Here is the backtrace in gdb after ctrl+c

  (gdb) bt
    #0  0x00007ffff77d56d6 in futex_abstimed_wait_cancelable (private=128, abstime=0x0, expected=0, futex_word=0x7fff66fea000) at ../sysdeps/unix/sysv/linux/futex-internal.h:205
    #1  do_futex_wait (sem=sem@entry=0x7fff66fea000, abstime=0x0) at sem_waitcommon.c:111
    #2  0x00007ffff77d57c8 in __new_sem_wait_slow (sem=0x7fff66fea000, abstime=0x0) at sem_waitcommon.c:181
    #3  0x00007fff72462d58 in ?? () from /usr/lib/python3.6/lib-dynload/_multiprocessing.cpython-36m-x86_64-linux-gnu.so
    #4  0x000000000050a635 in ?? ()
    #5  0x000000000050bfb4 in _PyEval_EvalFrameDefault ()
    #6  0x0000000000509758 in ?? ()
    #7  0x000000000050a48d in ?? ()
    #8  0x000000000050bfb4 in _PyEval_EvalFrameDefault ()
    #9  0x0000000000508e55 in _PyFunction_FastCallDict ()
    #10 0x0000000000594931 in ?? ()
    #11 0x000000000059fc4e in PyObject_Call ()
    #12 0x000000000050d356 in _PyEval_EvalFrameDefault ()
    #13 0x0000000000507d64 in ?? ()
    #14 0x00000000005090b7 in _PyFunction_FastCallDict ()

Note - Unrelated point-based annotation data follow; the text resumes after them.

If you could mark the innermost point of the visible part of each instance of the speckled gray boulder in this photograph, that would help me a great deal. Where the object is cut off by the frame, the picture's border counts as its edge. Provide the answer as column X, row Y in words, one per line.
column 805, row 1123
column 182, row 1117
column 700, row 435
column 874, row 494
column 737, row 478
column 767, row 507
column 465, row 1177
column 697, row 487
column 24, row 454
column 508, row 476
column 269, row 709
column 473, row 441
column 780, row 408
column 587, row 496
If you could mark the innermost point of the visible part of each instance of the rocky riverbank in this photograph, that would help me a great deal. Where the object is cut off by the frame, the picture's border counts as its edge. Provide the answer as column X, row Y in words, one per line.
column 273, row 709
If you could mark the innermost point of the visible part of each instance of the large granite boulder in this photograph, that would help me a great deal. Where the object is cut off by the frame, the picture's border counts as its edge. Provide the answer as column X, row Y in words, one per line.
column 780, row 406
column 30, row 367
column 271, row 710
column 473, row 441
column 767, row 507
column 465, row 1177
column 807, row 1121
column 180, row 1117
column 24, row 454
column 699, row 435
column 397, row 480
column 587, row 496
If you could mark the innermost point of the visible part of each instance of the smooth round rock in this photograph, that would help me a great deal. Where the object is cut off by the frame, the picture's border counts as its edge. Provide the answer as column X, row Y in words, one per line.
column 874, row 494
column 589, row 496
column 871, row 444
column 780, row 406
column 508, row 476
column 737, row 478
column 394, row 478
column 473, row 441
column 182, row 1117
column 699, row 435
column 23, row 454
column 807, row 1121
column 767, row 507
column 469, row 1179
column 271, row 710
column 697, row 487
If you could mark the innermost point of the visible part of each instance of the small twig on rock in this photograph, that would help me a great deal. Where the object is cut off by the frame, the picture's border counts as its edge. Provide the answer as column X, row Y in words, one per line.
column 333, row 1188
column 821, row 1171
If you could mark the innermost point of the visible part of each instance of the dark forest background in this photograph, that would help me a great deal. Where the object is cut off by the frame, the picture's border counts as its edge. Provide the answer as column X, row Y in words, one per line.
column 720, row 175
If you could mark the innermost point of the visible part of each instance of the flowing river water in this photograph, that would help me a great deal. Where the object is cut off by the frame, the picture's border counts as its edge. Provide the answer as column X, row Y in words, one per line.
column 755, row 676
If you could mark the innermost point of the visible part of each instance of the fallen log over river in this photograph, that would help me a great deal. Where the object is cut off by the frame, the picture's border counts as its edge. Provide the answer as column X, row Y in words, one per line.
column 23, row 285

    #15 0x0000000000594931 in ?? ()
    #16 0x000000000054a941 in ?? ()
    #17 0x00000000005a9cbc in _PyObject_FastCallKeywords ()
    #18 0x000000000050a5c3 in ?? ()
    #19 0x000000000050bfb4 in _PyEval_EvalFrameDefault ()
    #20 0x0000000000507d64 in ?? ()
    #21 0x0000000000509a90 in ?? ()
    #22 0x000000000050a48d in ?? ()
    #23 0x000000000050bfb4 in _PyEval_EvalFrameDefault ()
    #24 0x0000000000507d64 in ?? ()
    #25 0x0000000000588dcd in ?? ()
    #26 0x000000000059fc4e in PyObject_Call ()
    #27 0x00000000005de47d in ?? ()
    #28 0x0000000000637df4 in Py_FinalizeEx ()
    #29 0x0000000000638e95 in Py_Main ()
    #30 0x00000000004b0d00 in main ()

Any thoughts or advice will be greatly helpful. Thank you!